Madère, terre des cascades
Réveil tranquille, me lève
vers 8h. Pas de soleil aujourd'hui, ciel couvert. Je me réjouis
d'avoir eu un temps radieux quand j'étais dans les montagnes.
Aujourd'hui je longe une levada jusqu'à une cascade, ma foi, il peut
bien pleuvioter, je reste dans la forêt …
Je lave mes fringues (marre
de puer) dans la rivière et pars vers 11 heures pour 15 petits
kilomètres jusqu'à la cascade Verde avec seulement mon sac de
pique-nique sur le dos. Un retour tout doux à la normale... Demain
sera aussi une journée soft avec un retour à la civilisation déjà
bien entamé. Ça sent la fin... Pas grand monde à mon départ.

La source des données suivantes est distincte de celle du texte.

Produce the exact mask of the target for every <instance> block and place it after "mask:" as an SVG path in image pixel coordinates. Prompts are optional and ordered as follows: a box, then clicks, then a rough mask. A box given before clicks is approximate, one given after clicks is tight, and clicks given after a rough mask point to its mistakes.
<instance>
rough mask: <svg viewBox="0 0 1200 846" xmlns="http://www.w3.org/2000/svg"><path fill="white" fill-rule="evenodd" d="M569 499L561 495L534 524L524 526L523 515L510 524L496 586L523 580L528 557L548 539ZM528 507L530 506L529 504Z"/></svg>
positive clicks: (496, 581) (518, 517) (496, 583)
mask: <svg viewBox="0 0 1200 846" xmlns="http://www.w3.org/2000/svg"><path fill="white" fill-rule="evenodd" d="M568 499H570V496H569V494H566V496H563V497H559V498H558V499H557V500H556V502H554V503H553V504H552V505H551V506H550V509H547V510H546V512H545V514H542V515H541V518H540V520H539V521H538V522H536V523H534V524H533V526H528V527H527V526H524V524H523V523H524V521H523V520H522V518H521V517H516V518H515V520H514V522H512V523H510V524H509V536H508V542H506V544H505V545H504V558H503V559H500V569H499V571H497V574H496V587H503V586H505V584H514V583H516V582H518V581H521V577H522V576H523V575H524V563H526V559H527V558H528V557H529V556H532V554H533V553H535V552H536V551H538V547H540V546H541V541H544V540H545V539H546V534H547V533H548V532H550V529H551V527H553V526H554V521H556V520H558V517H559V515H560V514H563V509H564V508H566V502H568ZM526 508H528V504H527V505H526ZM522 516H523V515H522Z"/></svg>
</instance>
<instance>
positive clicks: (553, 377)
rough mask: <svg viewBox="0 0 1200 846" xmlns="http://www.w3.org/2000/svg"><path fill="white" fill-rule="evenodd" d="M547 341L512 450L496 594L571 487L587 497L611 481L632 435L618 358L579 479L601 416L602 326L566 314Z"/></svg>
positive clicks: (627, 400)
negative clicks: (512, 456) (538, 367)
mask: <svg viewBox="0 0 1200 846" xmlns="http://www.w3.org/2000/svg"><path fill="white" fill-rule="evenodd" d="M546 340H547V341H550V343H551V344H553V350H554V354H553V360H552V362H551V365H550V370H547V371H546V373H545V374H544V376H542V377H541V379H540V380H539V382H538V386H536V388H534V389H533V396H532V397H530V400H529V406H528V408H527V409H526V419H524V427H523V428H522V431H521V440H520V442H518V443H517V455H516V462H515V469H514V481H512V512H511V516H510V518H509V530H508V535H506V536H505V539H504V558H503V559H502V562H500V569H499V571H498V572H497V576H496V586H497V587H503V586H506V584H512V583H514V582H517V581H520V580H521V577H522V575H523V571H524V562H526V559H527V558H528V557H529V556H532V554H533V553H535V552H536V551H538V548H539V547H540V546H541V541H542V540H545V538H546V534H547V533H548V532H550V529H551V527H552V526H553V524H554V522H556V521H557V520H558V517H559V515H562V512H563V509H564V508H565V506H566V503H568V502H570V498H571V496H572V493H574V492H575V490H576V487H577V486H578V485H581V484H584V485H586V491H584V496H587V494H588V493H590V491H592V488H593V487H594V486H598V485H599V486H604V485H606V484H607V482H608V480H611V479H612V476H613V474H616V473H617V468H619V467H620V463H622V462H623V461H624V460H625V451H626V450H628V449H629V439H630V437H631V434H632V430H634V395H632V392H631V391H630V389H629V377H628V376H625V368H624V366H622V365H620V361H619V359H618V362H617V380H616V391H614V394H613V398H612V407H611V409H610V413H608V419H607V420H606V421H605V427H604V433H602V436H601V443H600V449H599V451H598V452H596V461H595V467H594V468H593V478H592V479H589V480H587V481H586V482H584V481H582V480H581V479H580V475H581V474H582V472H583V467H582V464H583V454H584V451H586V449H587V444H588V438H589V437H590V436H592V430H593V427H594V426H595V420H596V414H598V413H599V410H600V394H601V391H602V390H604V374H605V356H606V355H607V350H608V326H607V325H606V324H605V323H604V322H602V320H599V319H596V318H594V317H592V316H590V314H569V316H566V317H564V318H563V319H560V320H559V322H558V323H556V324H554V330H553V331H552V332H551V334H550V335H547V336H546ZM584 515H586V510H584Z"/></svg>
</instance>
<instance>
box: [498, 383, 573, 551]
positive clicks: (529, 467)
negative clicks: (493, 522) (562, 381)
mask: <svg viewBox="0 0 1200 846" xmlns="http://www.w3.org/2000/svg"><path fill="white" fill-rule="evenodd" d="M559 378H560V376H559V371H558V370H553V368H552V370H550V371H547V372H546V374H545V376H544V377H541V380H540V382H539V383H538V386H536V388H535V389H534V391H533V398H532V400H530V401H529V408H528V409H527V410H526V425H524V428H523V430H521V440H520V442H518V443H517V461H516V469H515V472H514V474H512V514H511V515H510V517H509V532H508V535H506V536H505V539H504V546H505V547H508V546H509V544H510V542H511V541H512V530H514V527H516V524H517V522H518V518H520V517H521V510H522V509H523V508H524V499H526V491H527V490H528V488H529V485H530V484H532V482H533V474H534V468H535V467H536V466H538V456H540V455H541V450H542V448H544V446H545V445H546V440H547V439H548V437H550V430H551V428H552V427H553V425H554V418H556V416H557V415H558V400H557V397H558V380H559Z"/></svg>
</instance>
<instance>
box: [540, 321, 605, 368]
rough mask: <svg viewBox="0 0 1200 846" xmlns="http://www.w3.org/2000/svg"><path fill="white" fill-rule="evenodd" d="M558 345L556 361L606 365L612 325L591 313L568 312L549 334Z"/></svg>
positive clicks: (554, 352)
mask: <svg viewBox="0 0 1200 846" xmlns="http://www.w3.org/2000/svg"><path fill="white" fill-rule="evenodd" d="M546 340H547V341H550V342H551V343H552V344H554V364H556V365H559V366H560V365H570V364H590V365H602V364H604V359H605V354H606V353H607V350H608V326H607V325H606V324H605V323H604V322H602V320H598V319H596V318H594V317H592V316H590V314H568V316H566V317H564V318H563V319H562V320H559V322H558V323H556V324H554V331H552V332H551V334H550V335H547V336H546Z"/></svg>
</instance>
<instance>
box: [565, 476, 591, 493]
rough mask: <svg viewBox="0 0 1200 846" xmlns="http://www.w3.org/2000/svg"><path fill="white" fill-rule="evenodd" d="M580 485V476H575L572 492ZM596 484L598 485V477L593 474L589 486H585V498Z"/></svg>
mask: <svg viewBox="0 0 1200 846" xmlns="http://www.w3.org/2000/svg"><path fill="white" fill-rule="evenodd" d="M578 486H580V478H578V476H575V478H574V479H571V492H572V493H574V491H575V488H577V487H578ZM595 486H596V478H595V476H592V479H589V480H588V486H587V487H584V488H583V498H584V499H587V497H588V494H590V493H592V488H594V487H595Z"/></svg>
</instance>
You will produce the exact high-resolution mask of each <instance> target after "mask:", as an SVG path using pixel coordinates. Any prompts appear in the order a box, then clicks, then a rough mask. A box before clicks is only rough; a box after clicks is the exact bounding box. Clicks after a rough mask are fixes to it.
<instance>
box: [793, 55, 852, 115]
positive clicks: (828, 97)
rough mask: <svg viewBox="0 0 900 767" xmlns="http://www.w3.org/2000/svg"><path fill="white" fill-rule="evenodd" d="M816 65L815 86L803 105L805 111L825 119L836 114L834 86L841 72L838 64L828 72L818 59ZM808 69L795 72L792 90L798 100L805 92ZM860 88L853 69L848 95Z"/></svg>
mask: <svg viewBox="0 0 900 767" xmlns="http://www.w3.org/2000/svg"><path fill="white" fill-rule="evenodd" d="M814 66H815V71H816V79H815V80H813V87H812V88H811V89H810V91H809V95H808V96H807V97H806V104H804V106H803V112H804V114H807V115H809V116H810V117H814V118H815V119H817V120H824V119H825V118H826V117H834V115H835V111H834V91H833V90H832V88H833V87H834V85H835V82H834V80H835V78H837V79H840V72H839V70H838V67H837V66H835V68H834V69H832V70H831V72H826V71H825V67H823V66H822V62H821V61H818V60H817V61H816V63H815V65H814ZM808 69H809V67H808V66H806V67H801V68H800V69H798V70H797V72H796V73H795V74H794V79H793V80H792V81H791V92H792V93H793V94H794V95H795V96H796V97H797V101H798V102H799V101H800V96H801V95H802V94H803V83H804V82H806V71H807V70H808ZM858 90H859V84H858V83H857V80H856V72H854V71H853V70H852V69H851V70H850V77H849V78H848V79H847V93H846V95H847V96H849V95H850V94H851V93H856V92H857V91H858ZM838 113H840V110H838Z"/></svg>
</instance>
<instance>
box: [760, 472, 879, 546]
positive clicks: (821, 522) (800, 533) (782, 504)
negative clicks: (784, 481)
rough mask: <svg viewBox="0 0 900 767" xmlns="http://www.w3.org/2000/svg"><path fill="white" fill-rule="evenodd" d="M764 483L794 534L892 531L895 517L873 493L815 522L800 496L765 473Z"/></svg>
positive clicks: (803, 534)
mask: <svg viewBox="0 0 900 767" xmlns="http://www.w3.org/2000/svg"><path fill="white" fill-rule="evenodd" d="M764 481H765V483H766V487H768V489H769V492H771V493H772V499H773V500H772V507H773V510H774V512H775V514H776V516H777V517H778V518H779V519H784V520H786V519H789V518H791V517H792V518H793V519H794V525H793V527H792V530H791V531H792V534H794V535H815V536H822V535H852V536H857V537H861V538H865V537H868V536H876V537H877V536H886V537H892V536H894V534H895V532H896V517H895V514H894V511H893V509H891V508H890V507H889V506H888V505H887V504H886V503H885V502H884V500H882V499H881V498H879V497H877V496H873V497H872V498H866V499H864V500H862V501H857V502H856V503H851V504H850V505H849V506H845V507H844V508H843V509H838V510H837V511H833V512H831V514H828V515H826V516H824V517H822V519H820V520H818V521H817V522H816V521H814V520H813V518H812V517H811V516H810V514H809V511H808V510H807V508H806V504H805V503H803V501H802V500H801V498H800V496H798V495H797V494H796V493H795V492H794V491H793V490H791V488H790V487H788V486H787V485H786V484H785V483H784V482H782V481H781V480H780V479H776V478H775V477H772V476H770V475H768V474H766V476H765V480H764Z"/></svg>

Sentier forestier elfique très mignon.
Je prends mon temps, me
balade en musique tranquillement. Je me fais vite rattraper par des
coureurs et randonneurs bien plus pressés que moi. Je suis morose
aujourd'hui, ou bien molle, du moins.
« I'll take this soul
that's inside me now
Like a brand new friend
I'll forever know
Like a brand new friend
I'll forever know
I've got this light
And the will to show
I will always be better than before »
And the will to show
I will always be better than before »
Eddie Vedder
La musique me porte et
m'emporte. J'arrive à la-dite cascade vers 13 heures, y a foule. Je
me faufile, et m'installe de l'autre côté du sentier.
Deux types se foutent à
poil et sautent dans le lac au pied de la cascade... Mer il son fou,
c'est tellement froid !!
14 heures, je me taille de
là, y a trop de gens. Au lieu de rebrousser chemin, je continue un
peu sur le PR9, sans aller jusqu'au bout, juste pour sortir un peu du
sentier fréquenté. Je trouve un promontoire parfait pour les
suricates dans mon genre qui aiment se surélever. Un bel arc-en-ciel
me fait rester ici un moment, musique dans les oreilles. La BO de
Death Note donne un air spirituel au vide à mes pieds, aux feuilles
qui bougent au vent, à ce tout magique.
Sentiment de tristesse,
comme à chaque fin de voyage. J'irai pas plus loin je crois. Je
rentre au bivouac, je ne suis pas très déterminée aujourd'hui.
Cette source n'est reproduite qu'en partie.